The lower house of Kazakhstan’s parliament, the Majilis, has rejected in the first reading a bill on the status of Kazakhstan’s new capital, Akmola. Their main disagreement lay with Article 6 of the bill, which seeks to protect the capital from disruption by curtailing the right of the public to hold meetings and demonstrations on the territory of the city. After acrimonious debate, deputies referred the bill to committee for reworking. Ironically, the vote, held on January 22, was the first parliamentary vote held in Akmola, which was inaugurated as Kazakhstan’s new capital on November 8. (Panorama, January 23)

Deputies rejected the bill, which was drafted by Justice Minister Baurjan Mukhamedjanov, on grounds of both presentation and content. They complained that, though the government finished drafting the bill last May, it did not present it to parliament until December, when parliament was busy with its move to Akmola. Principally, they rejected Article 6, intended to replace a presidential decree dated March 17, 1995, which restricted the holding of meetings, processions and demonstrations in the then capital, Almaty. Mukhamedjanov argued that a similar curtailment in Akmola was justified because the capital is covered by Article 32 of Kazakhstan’s Constitution, which prohibits demonstrations threatening "state security and public order."

The 1995 decree has been sharply criticized by the leftist opposition movement "Azamat," the small, self-styled labor movement, and the head of the Almaty-based human rights bureau, Evgeny Zhovtis. Azamat, with the Communist party, organized two demonstrations in protest against the 1995 decree, on March 30 and again on November 30 of last year. The rallies, which attracted only around 1,000 (March) and 500 (November) participants, led to two imprisonments. The leader of the labor movement, Madel Ismailov, was arrested in March but subsequently released. One of Azamat’s three co-chairmen, Galym Abilsiitov, was imprisoned for fifteen days for organizing the November protest.

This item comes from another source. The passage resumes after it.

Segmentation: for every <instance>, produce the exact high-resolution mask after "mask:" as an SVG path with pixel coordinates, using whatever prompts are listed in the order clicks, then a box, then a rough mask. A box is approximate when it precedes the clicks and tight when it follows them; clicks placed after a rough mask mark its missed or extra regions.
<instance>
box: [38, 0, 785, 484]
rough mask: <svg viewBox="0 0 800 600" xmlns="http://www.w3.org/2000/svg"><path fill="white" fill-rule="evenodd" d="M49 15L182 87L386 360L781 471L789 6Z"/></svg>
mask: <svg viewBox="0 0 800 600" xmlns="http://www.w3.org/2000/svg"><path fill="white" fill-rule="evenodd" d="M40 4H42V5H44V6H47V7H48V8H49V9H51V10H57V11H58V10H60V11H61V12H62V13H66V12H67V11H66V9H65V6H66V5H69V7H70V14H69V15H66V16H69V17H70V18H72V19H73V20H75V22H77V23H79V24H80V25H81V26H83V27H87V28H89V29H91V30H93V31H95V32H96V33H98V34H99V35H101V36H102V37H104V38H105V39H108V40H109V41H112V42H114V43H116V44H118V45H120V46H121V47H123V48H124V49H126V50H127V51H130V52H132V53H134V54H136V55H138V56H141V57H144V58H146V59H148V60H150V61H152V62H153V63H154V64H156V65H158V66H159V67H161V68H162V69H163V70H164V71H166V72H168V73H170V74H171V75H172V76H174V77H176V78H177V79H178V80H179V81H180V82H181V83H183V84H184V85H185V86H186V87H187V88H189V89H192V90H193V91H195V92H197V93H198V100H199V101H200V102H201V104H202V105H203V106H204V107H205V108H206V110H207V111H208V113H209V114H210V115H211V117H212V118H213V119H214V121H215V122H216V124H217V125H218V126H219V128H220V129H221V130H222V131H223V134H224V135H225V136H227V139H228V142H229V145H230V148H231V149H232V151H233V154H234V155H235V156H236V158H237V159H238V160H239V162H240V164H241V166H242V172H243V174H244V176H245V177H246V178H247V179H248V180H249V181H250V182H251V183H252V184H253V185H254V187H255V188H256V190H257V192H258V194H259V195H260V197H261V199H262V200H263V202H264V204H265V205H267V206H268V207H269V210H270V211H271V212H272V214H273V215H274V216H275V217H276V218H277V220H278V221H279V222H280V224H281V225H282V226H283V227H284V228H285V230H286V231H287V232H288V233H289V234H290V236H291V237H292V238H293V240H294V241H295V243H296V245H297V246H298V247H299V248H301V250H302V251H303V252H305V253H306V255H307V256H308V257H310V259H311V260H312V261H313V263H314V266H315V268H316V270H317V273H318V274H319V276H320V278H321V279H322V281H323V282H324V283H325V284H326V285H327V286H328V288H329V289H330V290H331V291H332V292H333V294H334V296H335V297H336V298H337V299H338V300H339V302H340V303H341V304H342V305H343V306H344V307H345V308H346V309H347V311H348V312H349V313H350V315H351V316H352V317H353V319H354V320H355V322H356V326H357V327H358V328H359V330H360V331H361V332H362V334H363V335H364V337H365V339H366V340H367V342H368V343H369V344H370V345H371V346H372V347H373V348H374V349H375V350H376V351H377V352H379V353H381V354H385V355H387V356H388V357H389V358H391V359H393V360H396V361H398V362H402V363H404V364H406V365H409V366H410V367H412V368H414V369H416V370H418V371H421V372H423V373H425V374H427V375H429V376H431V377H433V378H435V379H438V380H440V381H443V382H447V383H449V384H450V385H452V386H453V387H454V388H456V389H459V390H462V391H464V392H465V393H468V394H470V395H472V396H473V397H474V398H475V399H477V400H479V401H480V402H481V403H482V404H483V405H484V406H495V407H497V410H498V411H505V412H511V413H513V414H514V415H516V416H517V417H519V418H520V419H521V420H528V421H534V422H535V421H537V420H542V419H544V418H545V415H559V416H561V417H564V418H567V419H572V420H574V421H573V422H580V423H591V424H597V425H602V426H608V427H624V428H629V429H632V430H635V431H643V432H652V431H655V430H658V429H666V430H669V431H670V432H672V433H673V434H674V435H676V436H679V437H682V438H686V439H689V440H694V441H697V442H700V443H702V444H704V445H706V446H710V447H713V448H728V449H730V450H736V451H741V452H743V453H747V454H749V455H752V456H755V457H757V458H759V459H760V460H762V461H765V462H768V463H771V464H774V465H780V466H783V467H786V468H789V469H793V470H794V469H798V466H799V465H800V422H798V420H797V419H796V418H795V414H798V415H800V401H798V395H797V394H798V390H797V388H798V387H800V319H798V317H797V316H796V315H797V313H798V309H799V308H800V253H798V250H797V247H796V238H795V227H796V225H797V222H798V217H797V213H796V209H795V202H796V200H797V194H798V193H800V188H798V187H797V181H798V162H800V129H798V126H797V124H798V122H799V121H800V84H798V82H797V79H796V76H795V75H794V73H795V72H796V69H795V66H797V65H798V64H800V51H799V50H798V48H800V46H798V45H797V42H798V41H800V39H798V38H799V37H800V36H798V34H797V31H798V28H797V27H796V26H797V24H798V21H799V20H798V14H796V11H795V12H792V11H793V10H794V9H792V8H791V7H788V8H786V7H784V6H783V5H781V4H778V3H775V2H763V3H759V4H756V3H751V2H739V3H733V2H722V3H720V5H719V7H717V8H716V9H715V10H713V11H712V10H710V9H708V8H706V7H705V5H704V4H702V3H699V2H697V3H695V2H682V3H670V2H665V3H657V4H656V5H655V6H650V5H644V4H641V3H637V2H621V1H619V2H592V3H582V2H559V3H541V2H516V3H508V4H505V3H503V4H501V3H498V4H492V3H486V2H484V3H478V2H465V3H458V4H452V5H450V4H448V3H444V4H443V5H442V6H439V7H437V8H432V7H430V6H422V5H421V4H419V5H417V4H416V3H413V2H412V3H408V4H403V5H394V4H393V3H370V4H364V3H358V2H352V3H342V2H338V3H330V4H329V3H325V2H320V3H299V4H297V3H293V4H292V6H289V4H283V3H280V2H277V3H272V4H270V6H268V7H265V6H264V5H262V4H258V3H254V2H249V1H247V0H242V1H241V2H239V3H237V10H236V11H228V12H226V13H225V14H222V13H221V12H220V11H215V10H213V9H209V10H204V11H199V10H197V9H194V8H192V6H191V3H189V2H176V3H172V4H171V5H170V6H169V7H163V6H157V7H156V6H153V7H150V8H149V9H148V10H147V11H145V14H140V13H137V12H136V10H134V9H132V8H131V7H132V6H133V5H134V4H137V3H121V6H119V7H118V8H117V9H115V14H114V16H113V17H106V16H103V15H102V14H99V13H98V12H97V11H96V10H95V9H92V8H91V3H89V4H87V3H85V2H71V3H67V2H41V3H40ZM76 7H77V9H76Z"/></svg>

Although Kazakhstan’s parliament was initially reputed to be submissive to the president, it has over the past two years become increasingly prepared to express its own point of view on legislative matters. That deputies referred the bill to committee, rather than sending it back to the government for revision, suggests that parliament is keen to observe President Nazarbaev’s timetable. According to that plan, Akmola will be ceremonially presented to the world on June 10 — foreigners having been invited neither to the low-key official opening last November nor to the capital’s first working day in December.